Pour interpréter Takeshi Kovacs, Byron Mann (Arrow), Will Yun Lee (The Wolverine) et Joel Kinnaman (RoboCop) offrent tous d’excellentes performances, surtout Kinnaman qui se donne corps et âme pour ce rôle. Cependant, il est facile de constater que les acteurs n’interprètent pas le personnage de la même façon, ce qui retire du réalisme à ce que tente d’accomplir Altered Carbon. Rien à redire sur le reste de la distribution qui est de haut calibre avec des interprétations géniales et parfaites. Cependant, pour revenir à un point mentionné plus haut, la présence de Dichen Lachman est une erreur en soi. L’actrice, bien que parfaite dans son rôle, reprend vaguement un personnage qu’elle a déjà joué dans une populaire série de Marvel, avec des thèmes et des revirements étrangement similaires. Même si les deux émissions sont radicalement différentes et ses deux personnages ont des actions radicalement opposées, la présence de l’actrice rend la seconde moitié de la série prévisible, pour une certaine portion des spectateurs qui réussiront, avec facilité, à deviner chacun des revirements et l’issue du combat final entre Kovacs et le grand méchant d’Altered Carbon. Une erreur qui n’est aucunement de la faute à Lachman, mais à des scénaristes peu inspirés et à un choix trop évident dans le casting de son personnage.
Si la première saison d’Altered Carbon de divise en deux sections aux qualités et défauts opposés, nous ne pouvons nier qu’elle réussit grandement à attendre ses ambitions. Nous avons ici un divertissement intelligent qui questionne l’essence même de l’humanité et de la religion, avec un fond de scènes d’action sanglantes et de nudité jamais gratuite.
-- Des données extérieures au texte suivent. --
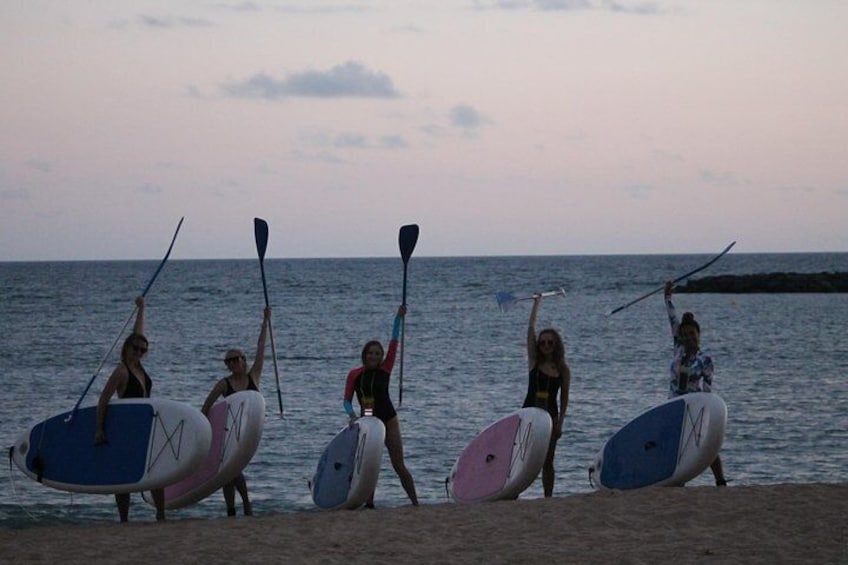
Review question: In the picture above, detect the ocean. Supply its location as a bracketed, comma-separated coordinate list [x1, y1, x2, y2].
[0, 252, 848, 528]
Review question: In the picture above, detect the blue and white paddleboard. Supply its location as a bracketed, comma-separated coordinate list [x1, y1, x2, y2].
[310, 416, 386, 510]
[12, 398, 212, 494]
[589, 392, 727, 490]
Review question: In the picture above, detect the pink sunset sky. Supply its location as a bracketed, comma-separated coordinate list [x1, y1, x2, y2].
[0, 0, 848, 261]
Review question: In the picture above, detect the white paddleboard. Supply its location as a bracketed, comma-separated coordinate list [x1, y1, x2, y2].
[12, 398, 212, 494]
[310, 416, 386, 510]
[152, 390, 265, 509]
[446, 408, 553, 503]
[589, 392, 727, 490]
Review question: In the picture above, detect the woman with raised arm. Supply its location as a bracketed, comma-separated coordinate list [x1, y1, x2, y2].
[201, 306, 271, 516]
[344, 305, 418, 508]
[665, 281, 727, 487]
[94, 296, 165, 522]
[523, 293, 571, 497]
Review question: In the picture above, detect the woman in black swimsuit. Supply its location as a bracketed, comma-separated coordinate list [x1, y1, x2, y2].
[523, 294, 571, 497]
[201, 306, 271, 516]
[94, 296, 165, 522]
[343, 305, 418, 508]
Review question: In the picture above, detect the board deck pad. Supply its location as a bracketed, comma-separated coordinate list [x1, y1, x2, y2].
[453, 414, 521, 500]
[165, 402, 228, 501]
[601, 402, 686, 489]
[312, 426, 359, 508]
[26, 404, 154, 485]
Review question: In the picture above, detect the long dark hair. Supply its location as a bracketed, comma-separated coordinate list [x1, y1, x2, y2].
[678, 312, 701, 335]
[536, 328, 568, 375]
[360, 339, 386, 365]
[121, 333, 150, 365]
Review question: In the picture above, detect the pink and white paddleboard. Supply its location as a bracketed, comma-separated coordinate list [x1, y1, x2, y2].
[446, 408, 552, 503]
[144, 390, 265, 509]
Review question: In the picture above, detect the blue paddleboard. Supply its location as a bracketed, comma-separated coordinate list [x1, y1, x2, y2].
[12, 399, 212, 493]
[589, 392, 727, 490]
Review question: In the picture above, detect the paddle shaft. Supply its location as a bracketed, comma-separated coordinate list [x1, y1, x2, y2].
[66, 216, 185, 422]
[609, 241, 736, 316]
[398, 224, 419, 408]
[253, 218, 283, 418]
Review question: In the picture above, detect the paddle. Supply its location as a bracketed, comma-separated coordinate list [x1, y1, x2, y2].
[65, 216, 185, 423]
[495, 288, 565, 312]
[398, 224, 418, 407]
[608, 241, 736, 316]
[253, 218, 283, 418]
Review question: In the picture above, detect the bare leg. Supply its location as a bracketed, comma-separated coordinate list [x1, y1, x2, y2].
[710, 455, 727, 487]
[542, 437, 557, 498]
[115, 493, 130, 522]
[386, 416, 418, 506]
[223, 481, 236, 516]
[150, 488, 165, 521]
[232, 473, 253, 516]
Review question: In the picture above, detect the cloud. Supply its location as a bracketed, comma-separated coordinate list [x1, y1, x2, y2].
[623, 184, 654, 200]
[450, 104, 489, 130]
[222, 61, 400, 100]
[333, 133, 368, 148]
[474, 0, 592, 11]
[701, 170, 739, 186]
[0, 188, 32, 200]
[380, 135, 409, 149]
[137, 14, 212, 29]
[474, 0, 662, 15]
[135, 182, 162, 194]
[27, 159, 52, 173]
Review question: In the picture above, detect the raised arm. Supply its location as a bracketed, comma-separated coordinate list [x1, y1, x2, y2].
[94, 364, 128, 444]
[527, 293, 542, 369]
[200, 379, 227, 416]
[665, 281, 680, 345]
[554, 364, 571, 437]
[248, 306, 271, 387]
[380, 304, 406, 373]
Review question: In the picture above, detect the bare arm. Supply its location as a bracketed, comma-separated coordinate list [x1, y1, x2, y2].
[200, 379, 227, 416]
[94, 365, 129, 444]
[248, 306, 271, 388]
[554, 365, 571, 437]
[133, 296, 144, 335]
[527, 293, 542, 369]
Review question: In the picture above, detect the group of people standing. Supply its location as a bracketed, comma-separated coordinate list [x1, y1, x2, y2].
[95, 282, 727, 522]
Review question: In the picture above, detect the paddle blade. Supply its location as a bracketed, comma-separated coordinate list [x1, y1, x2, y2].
[253, 218, 268, 261]
[398, 224, 418, 263]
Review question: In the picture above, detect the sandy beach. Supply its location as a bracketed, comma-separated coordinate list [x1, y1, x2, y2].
[0, 484, 848, 564]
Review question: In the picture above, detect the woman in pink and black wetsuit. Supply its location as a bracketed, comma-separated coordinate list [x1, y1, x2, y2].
[344, 306, 418, 508]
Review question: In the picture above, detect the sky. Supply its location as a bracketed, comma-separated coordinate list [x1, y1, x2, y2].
[0, 0, 848, 261]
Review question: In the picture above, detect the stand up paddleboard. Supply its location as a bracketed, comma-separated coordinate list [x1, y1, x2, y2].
[150, 390, 265, 509]
[311, 416, 386, 510]
[445, 408, 553, 503]
[12, 398, 212, 494]
[589, 392, 727, 490]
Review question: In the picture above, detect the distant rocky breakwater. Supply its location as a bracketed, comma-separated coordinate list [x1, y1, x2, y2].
[675, 272, 848, 294]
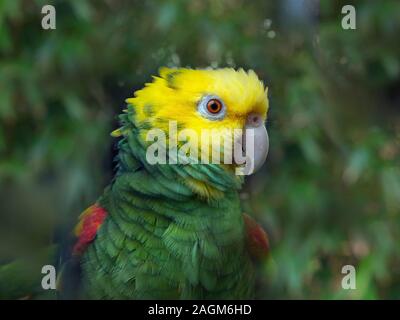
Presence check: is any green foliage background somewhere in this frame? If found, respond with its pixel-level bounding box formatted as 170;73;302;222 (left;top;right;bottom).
0;0;400;299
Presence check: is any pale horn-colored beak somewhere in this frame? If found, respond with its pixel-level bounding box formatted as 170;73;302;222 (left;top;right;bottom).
236;113;269;175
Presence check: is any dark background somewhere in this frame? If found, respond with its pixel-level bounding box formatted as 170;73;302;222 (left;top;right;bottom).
0;0;400;299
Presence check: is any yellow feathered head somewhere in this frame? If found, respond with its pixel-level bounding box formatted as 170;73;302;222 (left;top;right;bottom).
113;68;268;196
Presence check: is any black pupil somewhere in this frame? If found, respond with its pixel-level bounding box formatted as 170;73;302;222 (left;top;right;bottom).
210;101;219;111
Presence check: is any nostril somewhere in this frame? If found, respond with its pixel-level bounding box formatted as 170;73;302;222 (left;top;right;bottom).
247;113;261;127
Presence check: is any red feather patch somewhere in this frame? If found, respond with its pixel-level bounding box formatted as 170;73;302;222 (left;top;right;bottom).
243;213;269;259
72;204;107;255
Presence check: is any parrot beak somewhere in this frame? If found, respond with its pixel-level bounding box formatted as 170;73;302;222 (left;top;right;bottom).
236;113;269;175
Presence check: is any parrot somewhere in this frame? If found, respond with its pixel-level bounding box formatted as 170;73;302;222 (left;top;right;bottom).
0;67;269;299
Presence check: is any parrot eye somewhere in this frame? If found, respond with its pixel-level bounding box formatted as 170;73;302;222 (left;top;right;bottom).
198;95;226;120
207;99;222;114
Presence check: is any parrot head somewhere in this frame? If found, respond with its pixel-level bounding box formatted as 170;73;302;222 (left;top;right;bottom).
113;68;269;195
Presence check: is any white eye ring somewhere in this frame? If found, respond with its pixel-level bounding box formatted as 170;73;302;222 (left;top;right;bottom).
197;95;226;120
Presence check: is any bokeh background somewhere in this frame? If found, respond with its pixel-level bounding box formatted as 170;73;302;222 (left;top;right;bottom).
0;0;400;299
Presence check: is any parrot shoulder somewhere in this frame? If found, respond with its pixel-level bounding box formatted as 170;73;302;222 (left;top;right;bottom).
243;213;269;260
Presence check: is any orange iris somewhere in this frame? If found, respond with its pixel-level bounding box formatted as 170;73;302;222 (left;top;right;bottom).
207;99;222;114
Déjà renouvelée pour une seconde saison, nous ne pouvons qu’espérer qu’Altered Carbon saura se renouveler pour une nouvelle vague d’épisodes que nous attendons avec impatience.


Créée par : Laeta Kalogridis

Diffusée sur : Netflix

Avec : Joel Kinnaman, James Purefoy, Martha Higareda, Chris Conner, Dichen Lachman, Ato Essandoh, Kristin Lehman, Trieu Tran, Renée Elise Goldsberry, Hiro Kanagawa, Tamara Taylor, Will Yun Lee, Byron Mann

https://www.youtube.com/watch?v=dhFM8akm9a4

Altered Carbon - Saison 1 (2018)
3.8

Résumé

Altered Carbon est une série visuellement spectaculaire. Son histoire n’est peut-être pas parfaite, mais elle divertit amplement.